# Example 1 Data

This example shows the idea of *UNKNOWN* data distribution. 

The example simulates an *IMAGINARY* situation (see lecture materials). It demoed
that behind similar observations, the real world data could be generated in various
modes. The (i) availability (ii) theory (assumption) of these underlying knowledge
could affect the process of "Learning from Data"

In [None]:
import numpy as np
rng = np.random.RandomState(42)

# Constants
time_interval = 10 / 60  # time interval in hours (10 minutes)
num_intervals = 50  # number of intervals (for 200 minutes of tracking)
region_size = 20  # size of the region in nautical miles
noise_std_dev = 0.05  # standard deviation of the Gaussian noise in nautical miles

# Randomly draw the submarine speed from 0 to 5 knots
submarine_speed_knots = rng.uniform(0, 5)

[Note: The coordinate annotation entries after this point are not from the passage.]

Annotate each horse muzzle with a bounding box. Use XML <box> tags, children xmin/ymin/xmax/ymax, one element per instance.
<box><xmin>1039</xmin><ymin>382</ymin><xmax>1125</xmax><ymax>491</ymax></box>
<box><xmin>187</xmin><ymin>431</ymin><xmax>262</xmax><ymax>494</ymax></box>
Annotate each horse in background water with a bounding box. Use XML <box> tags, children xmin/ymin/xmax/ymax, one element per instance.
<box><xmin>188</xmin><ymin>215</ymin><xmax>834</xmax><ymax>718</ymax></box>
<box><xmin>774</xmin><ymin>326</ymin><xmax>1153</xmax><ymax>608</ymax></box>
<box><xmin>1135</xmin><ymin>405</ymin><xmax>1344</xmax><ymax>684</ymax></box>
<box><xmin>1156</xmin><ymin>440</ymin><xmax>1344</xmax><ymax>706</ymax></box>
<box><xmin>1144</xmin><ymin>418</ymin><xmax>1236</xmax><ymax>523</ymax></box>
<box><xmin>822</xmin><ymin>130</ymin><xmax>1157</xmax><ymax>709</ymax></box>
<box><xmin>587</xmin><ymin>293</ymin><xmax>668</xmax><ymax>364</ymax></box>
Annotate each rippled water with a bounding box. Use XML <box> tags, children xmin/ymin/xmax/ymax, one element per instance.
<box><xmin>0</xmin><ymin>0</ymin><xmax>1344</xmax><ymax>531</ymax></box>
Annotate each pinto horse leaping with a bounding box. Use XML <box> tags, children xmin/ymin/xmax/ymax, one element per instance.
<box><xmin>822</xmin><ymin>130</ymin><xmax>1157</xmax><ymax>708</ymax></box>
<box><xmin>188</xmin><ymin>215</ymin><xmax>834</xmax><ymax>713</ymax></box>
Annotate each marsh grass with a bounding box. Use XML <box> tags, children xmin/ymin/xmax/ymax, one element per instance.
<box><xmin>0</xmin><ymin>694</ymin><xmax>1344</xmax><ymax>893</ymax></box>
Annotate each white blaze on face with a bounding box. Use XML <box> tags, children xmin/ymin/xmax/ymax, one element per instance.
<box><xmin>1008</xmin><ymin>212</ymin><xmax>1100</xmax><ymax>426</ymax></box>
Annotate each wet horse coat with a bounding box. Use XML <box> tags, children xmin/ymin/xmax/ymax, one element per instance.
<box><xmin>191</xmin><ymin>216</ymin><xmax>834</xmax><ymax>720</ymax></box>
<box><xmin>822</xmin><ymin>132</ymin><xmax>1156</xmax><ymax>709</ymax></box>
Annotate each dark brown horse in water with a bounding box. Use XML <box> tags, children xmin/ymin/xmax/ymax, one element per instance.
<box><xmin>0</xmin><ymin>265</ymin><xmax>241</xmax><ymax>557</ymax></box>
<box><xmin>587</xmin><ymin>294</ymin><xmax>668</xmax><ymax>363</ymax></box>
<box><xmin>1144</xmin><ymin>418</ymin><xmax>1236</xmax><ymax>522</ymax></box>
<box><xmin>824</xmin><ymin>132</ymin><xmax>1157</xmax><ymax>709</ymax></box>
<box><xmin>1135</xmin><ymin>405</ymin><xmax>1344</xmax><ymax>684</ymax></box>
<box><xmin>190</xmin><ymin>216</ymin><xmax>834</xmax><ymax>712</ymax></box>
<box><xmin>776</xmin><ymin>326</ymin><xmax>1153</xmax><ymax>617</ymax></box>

# Randomly initialize the submarine's initial position within the region
submarine_position = rng.uniform(0, region_size, size=2)
# Update submarine position (assuming constant speed in a random direction)
direction = np.random.uniform(0, 2 * np.pi)  # random direction in radians

# Data storage
time_points = np.arange(0, num_intervals * time_interval, time_interval)
true_positions = []
detector_positions = []
noisy_distances = []

# Simulate the submarine movement and sonar reports
for t in time_points:
    true_positions.append(submarine_position.copy())
    
    # Randomly deploy a new detector within the region
    current_detector_pos = rng.uniform(0, region_size, size=2)
    
    # Generate noisy distance measurement from the active detector
    distance = np.linalg.norm(current_detector_pos - submarine_position)
    noisy_distance = distance + np.random.normal(0, noise_std_dev)
    noisy_distances.append(noisy_distance)
    detector_positions.append(current_detector_pos)
    
    
    
    displacement = submarine_speed_knots * time_interval
    submarine_position += displacement * np.array([np.cos(direction), np.sin(direction)])

# Display the data
print("Time (hours)",
    "Detector Pos X (nm)", "Detector Pos Y (nm)", "Noisy Distance (nm)", 
    "Submarine Pos X (nm)", "Submarine Pos Y (nm)",
    sep="\t")
for t, pos_d, d, pos_s, in zip(time_points, detector_positions, noisy_distances, true_positions):
    print(f"{t:.2f}\t{pos_d[0]:.2f}\t{pos_d[1]:.2f}\t{d:.2f}\t{pos_s[0]:.2f}\t{pos_s[1]:.2f}")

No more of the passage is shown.